Planned Parenthood of Southeastern Pa. v. Casey, 505 U.S. 833 (1992)

Indeed, the very notion that the father of the child might compel a woman to give birth against her will with the aid of the state is repugnant to our most fundamental Constitutional principles of individual liberty and the right to privacy.

Moreover, the OP’s perception of the issue is comprehensively incorrect.

With very few exceptions, the vast majority of Americans believe abortion is untenable and that the practice should be ended.

That’s not the conflict.

The conflict stems from how to go about ending abortion, where there are those opposed to abortion who are also opposed to making the practice illegal, as to ‘ban’ abortion is in no way a ‘solution.’ In addition to being un-Constitutional, banning abortion threatens to undermine citizens’ privacy rights by giving greater power and authority to the state.
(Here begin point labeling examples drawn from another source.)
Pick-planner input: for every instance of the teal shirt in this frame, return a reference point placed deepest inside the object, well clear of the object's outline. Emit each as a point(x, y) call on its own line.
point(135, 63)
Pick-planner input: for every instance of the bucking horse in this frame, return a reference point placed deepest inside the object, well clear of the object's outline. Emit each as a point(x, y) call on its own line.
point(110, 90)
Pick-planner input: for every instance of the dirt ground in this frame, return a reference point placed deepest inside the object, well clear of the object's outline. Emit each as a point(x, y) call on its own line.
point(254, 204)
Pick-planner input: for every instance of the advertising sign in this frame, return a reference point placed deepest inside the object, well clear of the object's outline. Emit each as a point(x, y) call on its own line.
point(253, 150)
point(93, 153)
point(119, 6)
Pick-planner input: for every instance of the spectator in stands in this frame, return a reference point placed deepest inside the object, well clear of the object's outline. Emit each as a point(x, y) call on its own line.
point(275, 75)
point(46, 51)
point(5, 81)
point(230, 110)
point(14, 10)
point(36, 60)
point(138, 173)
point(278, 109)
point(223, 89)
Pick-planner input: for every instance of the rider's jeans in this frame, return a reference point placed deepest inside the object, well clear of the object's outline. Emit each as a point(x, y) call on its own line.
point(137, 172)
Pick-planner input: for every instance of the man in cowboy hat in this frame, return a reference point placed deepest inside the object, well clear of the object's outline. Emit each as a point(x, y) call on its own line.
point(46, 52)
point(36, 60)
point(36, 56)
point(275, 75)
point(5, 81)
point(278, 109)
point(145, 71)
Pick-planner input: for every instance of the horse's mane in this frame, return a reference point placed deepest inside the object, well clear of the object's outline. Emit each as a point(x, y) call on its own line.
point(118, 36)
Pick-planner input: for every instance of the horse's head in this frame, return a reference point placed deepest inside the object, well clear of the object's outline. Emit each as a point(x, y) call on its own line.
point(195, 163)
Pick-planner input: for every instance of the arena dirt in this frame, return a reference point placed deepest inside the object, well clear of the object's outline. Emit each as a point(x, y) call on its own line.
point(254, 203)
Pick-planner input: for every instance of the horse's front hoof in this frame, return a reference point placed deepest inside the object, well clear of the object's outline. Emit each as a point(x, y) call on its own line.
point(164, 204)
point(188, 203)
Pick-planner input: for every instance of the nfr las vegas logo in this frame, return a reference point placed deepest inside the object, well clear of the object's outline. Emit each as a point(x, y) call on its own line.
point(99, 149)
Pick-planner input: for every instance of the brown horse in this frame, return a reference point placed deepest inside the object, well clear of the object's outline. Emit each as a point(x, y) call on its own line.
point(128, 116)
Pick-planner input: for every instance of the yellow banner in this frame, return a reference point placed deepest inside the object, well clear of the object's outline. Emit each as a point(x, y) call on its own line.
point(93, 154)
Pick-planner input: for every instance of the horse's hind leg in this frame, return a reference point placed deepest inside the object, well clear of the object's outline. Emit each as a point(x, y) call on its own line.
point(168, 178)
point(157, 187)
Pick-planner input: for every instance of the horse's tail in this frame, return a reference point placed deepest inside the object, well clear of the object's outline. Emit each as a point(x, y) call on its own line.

Women have been having abortions for millennia before Griswold/Roe/Casey, and the practice will continue should privacy rights jurisprudence be overturned. To ‘ban’ abortion would merely drive it underground, to continue unchecked, unregulated, and in a much more dangerous context.

Its way long past time we held men EXACTLY as responsible for pregnancy as women. It really does take two to tango ...

And yet, I've read some here saying that only the woman is responsible.

The Court wisely and correctly elected to not try to play King Solomon.

Prior to birth, the woman alone determines the fate of the embryo/fetus, not the state and not the father. The woman as a free and private individual is at liberty to decide to have a child or not, as she is the only one qualified to make decisions in her own best interest.